People like me who decided not to feel bad about our situation focused instead on fighting back and holding on to our dreams. I did my best to integrate into mainstream society, learning the language and the culture, and loving the people and society. I also attended local gatherings and tried to understand why certain societies are hostile to refugees. I noticed one thing, they do not understand what refugees are. When different cultures come together, the host culture may sometimes feel threatened. I realised later that locals do not really hate refugees, they just do not understand who these people are and why we are here. From then on I adopted the strategy of going out and sharing our stories. Even now I reach out to schools, community events and individuals just to raise awareness about refugees.
There is an ever-present misconception about refugees. Some media representatives and politicians turn against refugees, doing their worst to paint them in a bad light. They create negative labels to drive people away so that nobody would want to support them. If you did offer support, you live in fear of being singled out by society, shunned by those who are ignorant to the situation. Many locals have fallen into this trap; they care about refugees but are afraid to break through the social prejudice and stand up for us.
Refugees are everywhere, globally. In the past, some that were rejected by the Hong Kong government have been accepted by other countries like Canada, US, Australia and New Zealand. The same people, the same story, rejected by one authority yet accepted by another. There are many refugee stories, and mine is one of the rare ones that has a happy ending.
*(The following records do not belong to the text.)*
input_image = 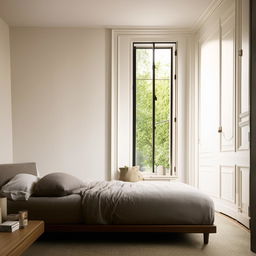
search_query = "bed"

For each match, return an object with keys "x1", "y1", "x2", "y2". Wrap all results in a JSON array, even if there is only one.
[{"x1": 0, "y1": 163, "x2": 216, "y2": 244}]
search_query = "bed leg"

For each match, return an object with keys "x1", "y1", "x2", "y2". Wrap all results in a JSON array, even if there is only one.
[{"x1": 204, "y1": 233, "x2": 209, "y2": 244}]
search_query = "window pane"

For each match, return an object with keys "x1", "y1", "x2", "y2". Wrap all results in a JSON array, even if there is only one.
[
  {"x1": 155, "y1": 77, "x2": 171, "y2": 173},
  {"x1": 155, "y1": 49, "x2": 171, "y2": 79},
  {"x1": 136, "y1": 49, "x2": 153, "y2": 79},
  {"x1": 136, "y1": 80, "x2": 153, "y2": 172}
]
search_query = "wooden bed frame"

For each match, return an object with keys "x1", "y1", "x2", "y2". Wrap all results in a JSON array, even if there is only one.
[
  {"x1": 0, "y1": 163, "x2": 216, "y2": 244},
  {"x1": 45, "y1": 224, "x2": 217, "y2": 244}
]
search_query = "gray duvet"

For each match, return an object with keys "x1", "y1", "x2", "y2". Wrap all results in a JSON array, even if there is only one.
[{"x1": 81, "y1": 181, "x2": 214, "y2": 225}]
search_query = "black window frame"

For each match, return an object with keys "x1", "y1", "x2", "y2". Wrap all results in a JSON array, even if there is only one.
[{"x1": 132, "y1": 42, "x2": 177, "y2": 175}]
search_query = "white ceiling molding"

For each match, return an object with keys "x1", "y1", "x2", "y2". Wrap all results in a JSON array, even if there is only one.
[{"x1": 191, "y1": 0, "x2": 225, "y2": 32}]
I received Permanent Residency in Hong Kong after my story reached a lady who showered me not with prejudice, but with love and compassion, because she knew my story and understood who I really am.
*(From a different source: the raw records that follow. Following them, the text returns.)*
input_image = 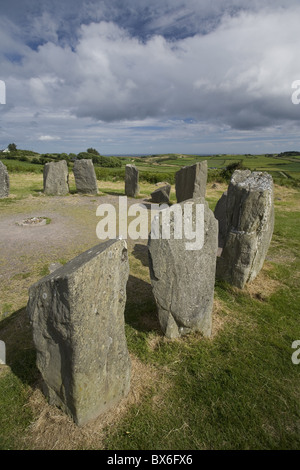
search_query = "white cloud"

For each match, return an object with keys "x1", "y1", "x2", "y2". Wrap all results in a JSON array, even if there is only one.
[
  {"x1": 0, "y1": 0, "x2": 300, "y2": 152},
  {"x1": 38, "y1": 135, "x2": 60, "y2": 141}
]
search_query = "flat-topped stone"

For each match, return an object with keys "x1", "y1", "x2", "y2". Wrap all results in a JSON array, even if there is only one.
[
  {"x1": 125, "y1": 165, "x2": 140, "y2": 197},
  {"x1": 27, "y1": 240, "x2": 131, "y2": 426},
  {"x1": 73, "y1": 159, "x2": 98, "y2": 194},
  {"x1": 148, "y1": 198, "x2": 218, "y2": 338},
  {"x1": 175, "y1": 160, "x2": 207, "y2": 202},
  {"x1": 217, "y1": 170, "x2": 274, "y2": 288},
  {"x1": 151, "y1": 184, "x2": 171, "y2": 204}
]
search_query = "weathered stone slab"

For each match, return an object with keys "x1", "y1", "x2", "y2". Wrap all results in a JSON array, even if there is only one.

This lady took the heat from Hong Kong society because of her convictions, much like a refugee. She heard hate speeches and some of her friends deserted her. Despite it all, she proved to the world that neither a person’s skin color nor social status matters. What matters is his or her personality and reputation. This woman met me at the lowest point of my life, the moment when I thought my hope was completely gone. She took the risk no person her age would normally take and broke the wave of social stigma. I still remember the day she stood her ground against a huge man who said nasty things about me. She defended me with all her passion. I realised then that in society not everyone hates refugees. This reinforced words my father once told me, “Not everyone will love you and not everyone will hate you. Let those who love you influence your life, and learn from those who hate you to do better.”
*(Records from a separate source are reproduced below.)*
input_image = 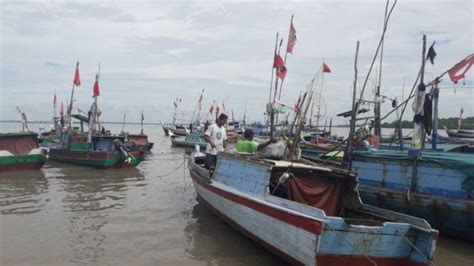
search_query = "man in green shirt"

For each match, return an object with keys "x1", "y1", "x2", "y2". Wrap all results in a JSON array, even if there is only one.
[{"x1": 235, "y1": 128, "x2": 276, "y2": 153}]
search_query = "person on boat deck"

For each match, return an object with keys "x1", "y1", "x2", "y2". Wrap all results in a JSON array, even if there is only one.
[
  {"x1": 235, "y1": 128, "x2": 276, "y2": 153},
  {"x1": 203, "y1": 114, "x2": 227, "y2": 169}
]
I experienced the meaning of true love in a society that initially rejected me. I found a young woman whispering true love into the ears of a young man. We both vowed to make Hong Kong a more welcoming place for migrants of all kinds. We are both engaged in a peace-making project to remove the social stigma that society imposes on refugees. Today I can bring the message of love to Hong Kong because this society also brought the message of love into my life. She is my wife.
I believe in humanity. People like my wife, people like you, people who are far stronger and more influential than she is. People who embrace diversity and have compassion for the weak. We need people like you who will stand up and speak loudly for refugees and social justice in this city. If my wife can stand up for us, you can stand up even higher.
The refugee crisis is international in scope, but here in our own backyard it is our responsibility as justice-loving people, to help the thousands of refugees affected by war, persecution and human right abuses. Social inclusiveness is a culture that we all need to cultivate and embrace in this day and age. We must nurture a culture without prejudice to race, age, gender and beliefs, a culture that sees the world as one big community.
As Branches of Hope’s Manager for Refugee Opportunity and Development Programme, I am happy to contribute in transforming the lives of hundreds of refugees in our community and making our world a better place for all.